In addition to having larger, modernized office and classroom spaces, the department will be able to take advantage of a dedicated weight room that will be used only for academic disciplines. The Dance and Physical Education Teaching programs also have been gaining momentum in recent years, while the Northwest Center for Sport is training more sport management professionals every year.

“This project will address our aging facilities and provide us with the modern technology our department and Athletics need to grow,” SAMS co-chair Brian McGladrey said. “One of the benefits of this project is we will be left with our own spaces. But we will continue to work together to manage the facilities so we can meet both of our needs.”

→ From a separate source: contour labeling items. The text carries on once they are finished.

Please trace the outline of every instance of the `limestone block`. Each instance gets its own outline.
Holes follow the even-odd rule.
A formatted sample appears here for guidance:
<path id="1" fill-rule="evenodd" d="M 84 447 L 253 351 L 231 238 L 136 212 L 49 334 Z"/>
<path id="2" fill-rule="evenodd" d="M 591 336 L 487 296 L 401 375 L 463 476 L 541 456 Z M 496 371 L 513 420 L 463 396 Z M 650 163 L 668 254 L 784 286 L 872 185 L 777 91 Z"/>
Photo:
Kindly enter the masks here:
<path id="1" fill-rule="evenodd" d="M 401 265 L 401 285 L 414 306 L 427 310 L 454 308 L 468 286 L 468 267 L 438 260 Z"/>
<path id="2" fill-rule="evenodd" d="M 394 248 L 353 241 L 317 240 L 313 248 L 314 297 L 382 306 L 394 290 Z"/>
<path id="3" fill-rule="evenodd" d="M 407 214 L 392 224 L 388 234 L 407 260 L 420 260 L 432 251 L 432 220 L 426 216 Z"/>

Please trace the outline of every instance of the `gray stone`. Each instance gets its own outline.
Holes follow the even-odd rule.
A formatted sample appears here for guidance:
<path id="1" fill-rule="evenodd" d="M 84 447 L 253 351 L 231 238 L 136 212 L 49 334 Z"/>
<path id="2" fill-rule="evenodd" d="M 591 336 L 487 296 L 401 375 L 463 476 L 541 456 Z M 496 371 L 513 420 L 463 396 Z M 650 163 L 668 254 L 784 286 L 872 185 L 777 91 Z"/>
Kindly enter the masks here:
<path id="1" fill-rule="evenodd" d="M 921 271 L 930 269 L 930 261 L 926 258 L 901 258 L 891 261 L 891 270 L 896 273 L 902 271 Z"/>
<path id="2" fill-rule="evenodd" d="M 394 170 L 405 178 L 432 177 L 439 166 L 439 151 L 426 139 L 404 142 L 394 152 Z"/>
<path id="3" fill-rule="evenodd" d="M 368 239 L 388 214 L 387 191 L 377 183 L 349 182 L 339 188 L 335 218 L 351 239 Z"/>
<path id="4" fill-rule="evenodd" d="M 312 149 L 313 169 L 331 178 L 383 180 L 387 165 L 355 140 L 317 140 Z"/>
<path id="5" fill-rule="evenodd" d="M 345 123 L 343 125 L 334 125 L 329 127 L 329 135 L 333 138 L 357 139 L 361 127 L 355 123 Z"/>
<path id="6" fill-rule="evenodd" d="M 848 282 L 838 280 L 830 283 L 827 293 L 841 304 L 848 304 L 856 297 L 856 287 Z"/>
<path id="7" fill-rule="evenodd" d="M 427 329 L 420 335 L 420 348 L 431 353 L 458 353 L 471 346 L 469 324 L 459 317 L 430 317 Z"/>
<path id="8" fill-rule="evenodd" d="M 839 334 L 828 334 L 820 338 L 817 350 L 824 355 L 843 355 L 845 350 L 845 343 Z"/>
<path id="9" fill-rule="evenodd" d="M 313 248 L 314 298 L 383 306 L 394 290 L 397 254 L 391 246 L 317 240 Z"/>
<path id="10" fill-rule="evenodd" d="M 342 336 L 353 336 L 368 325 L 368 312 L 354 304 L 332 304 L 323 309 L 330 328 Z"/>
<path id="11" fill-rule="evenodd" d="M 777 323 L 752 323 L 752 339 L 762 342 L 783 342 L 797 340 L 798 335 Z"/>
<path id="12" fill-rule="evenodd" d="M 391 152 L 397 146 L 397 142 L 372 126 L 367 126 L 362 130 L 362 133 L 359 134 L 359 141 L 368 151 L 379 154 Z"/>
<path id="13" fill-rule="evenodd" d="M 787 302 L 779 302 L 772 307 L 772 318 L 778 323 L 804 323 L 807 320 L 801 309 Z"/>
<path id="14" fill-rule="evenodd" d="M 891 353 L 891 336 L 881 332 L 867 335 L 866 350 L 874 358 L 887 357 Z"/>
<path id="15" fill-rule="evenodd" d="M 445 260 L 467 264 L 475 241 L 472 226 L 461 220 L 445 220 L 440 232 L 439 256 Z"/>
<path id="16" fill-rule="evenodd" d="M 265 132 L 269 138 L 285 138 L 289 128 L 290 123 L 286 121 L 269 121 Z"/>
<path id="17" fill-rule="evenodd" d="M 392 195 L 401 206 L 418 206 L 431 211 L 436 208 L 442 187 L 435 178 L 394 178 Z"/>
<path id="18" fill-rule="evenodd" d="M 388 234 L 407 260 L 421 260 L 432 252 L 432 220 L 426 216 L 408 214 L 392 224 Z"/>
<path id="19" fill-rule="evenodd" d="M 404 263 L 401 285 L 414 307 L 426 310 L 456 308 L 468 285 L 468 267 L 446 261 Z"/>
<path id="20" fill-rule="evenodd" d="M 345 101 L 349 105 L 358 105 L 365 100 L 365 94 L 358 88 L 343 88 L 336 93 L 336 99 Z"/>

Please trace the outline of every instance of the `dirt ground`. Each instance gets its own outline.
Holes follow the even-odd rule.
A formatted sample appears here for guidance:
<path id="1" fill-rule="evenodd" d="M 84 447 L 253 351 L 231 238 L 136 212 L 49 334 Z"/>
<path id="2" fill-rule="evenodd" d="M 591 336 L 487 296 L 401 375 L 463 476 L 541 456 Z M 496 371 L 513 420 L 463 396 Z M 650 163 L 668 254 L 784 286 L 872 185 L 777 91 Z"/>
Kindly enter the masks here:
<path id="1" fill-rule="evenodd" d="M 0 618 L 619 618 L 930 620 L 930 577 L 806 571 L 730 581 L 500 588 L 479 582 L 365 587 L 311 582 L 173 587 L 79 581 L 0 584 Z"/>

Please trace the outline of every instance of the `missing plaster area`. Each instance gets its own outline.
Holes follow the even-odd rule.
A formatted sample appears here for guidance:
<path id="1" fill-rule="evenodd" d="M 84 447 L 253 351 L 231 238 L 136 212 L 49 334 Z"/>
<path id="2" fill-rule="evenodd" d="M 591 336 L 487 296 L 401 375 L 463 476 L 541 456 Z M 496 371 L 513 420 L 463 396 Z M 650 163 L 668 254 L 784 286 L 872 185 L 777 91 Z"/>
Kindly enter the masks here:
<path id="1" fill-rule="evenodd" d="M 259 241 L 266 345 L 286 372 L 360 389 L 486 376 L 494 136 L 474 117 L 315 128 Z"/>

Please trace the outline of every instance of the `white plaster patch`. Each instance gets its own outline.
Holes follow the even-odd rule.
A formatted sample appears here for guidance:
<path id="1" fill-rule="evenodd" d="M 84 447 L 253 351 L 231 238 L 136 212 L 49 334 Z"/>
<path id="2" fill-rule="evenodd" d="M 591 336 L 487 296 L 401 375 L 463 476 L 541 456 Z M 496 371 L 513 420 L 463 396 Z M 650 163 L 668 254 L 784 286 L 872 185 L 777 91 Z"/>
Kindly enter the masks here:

The faculty believes the revamped north campus will enhance CWU’s reputation as a top higher-education destination on the West Coast. The new facilities are expected to provide added incentive for students, athletes, and faculty to consider coming to Central.

“One of the big things for us is that this facility, when it’s done, will allow us to have some separation so our programs can continue to grow,” SAMS co-chair Rory Weishaar said. “Each of these new spaces should also help with retention and program growth.”

Another goal of the project is to transform Nicholson Pavilion—built in 1959—into a state-of-the-art venue that can host large gatherings, such as commencement ceremonies, youth sports tournaments, and community events.

“This shared facility will have a significant impact on the academic experience of our students and faculty, as well as the student-athlete experience in everyday practice, training, and competition,” CWU Athletic Director Dennis Francois said.